Sarawak Chief Minister’s Vast Holdings Revealed


A Swiss NGO says Abdul Taib Mahmud’s holdings span the globe and then some

The two NGOs previously reported that Taib’s children are the shareholders and directors of numerous companies controlling residential and commercial buildings in Canada, Australia, Britain and the United States together worth hundreds of millions of US dollars. Many of the assets came into their possession when they were in their early 20s and were still college students with no visible access to legitimate resources to invest. 

ASIA SENTINEL

The looting of the riches of the Malaysian state of Sarawak has earned the family of Chief Minister Abdul Taib Mahmud billions of US dollars through investment in as many as 400 companies in 25 countries, according to allegations by an NGO that has been stalking him for months.

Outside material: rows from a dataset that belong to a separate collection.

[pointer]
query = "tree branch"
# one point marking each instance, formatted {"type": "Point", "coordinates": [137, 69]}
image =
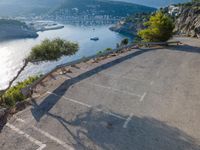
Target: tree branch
{"type": "Point", "coordinates": [14, 78]}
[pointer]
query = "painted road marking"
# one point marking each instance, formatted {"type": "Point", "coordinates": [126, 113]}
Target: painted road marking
{"type": "Point", "coordinates": [89, 106]}
{"type": "Point", "coordinates": [53, 138]}
{"type": "Point", "coordinates": [152, 82]}
{"type": "Point", "coordinates": [127, 120]}
{"type": "Point", "coordinates": [115, 90]}
{"type": "Point", "coordinates": [58, 141]}
{"type": "Point", "coordinates": [30, 138]}
{"type": "Point", "coordinates": [143, 96]}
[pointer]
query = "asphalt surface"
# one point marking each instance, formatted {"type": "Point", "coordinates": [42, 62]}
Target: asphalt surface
{"type": "Point", "coordinates": [142, 100]}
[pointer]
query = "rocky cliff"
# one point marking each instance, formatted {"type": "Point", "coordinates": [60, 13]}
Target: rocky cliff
{"type": "Point", "coordinates": [131, 25]}
{"type": "Point", "coordinates": [188, 22]}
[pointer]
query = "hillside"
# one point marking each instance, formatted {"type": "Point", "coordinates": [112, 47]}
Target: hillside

Research by the Switzerland-based Bruno Manser Fund said official documents show the Taib family stake in 14 Malaysian companies alone is worth US$1.46 billion. The fund has uploaded all of the documents onto the Internet. They can be found here: http://stop-timber-corruption.org/resources.

However, the fund said, its research only covers publicly available information from Malaysia’s Registry of Companies and other official documents and the total of all of the Taib family’s holdings could run well in excess of that amount.

“Not counting their more hidden wealth, this puts the Taib family firmly into the category of one of the richest families in the world and makes them far richer than the Queen of England (whose assets are a mere half billion pounds),” the fund said.

In all, according to the fund, named for a Swiss environmentalist who disappeared in Sarawak in 2000 while trying to aid the Penan tribe, the family also has stakes in companies in Australia (22 companies), Bermuda (1), the British Virgin Islands (7), Brunei Darussalam (1), Cambodia (1), Canada (9), the Cayman Islands (1), Fiji (3), Hong Kong (7), India (2), Indonesia (3), Jersey (1), the Kingdom of Saudi Arabia (1), Labuan (1), New Zealand (5), the People’s Republic of China (2), the Philippines (1), Singapore (2), Sri Lanka (1), Thailand (2), the United Arab Emirates (1), the United Kingdom (4), the United States of America (6) and Vietnam (1).

On May 12, in the wake of previous revelations by the Bruno Manser Fund and another reform NGO, the Sarawak Report, Swiss President Micheline Calmy-Ray announced that she was asking Swiss financial authorities to investigate the chief minister’s assets held in Swiss financial institutions. In a letter to the Bruno Manser Fund, Calmy-Ray indicated that if the probe finds evidence of corruption from timber sales, Taib’s Swiss assets could be frozen. There has been no indication of the progress of that probe.

At the time, a Taib spokesman said the funds had been legitimately deposited and that there was no evidence of criminality.

Allegations are that as chief minister, Taib granted timber access permits to a plethora of companies, most of them owned by ethnic Chinese, that have denuded much of the state, Malaysia’s largest, of much of its tropical rainforest. The two NGOs previously reported that Taib’s children are the shareholders and directors of numerous companies controlling residential and commercial buildings in Canada, Australia, Britain and the United States together worth hundreds of millions of US dollars. Many of the assets came into their possession when they were in their early 20s and were still college students with no visible access to legitimate resources to invest.

Although the two NGOs have filed numerous complaints with the Malaysian Anti-Corruption Commission, the anti-graft agency only reluctantly agreed to investigate Taib’s holdings after the Swiss decision. A well-placed source told Asia Sentinel at the time that the MACC had no choice but to do so in the face of an international probe or face embarrassment. But, the source said after the new allegations, “that investigation has gone cold.”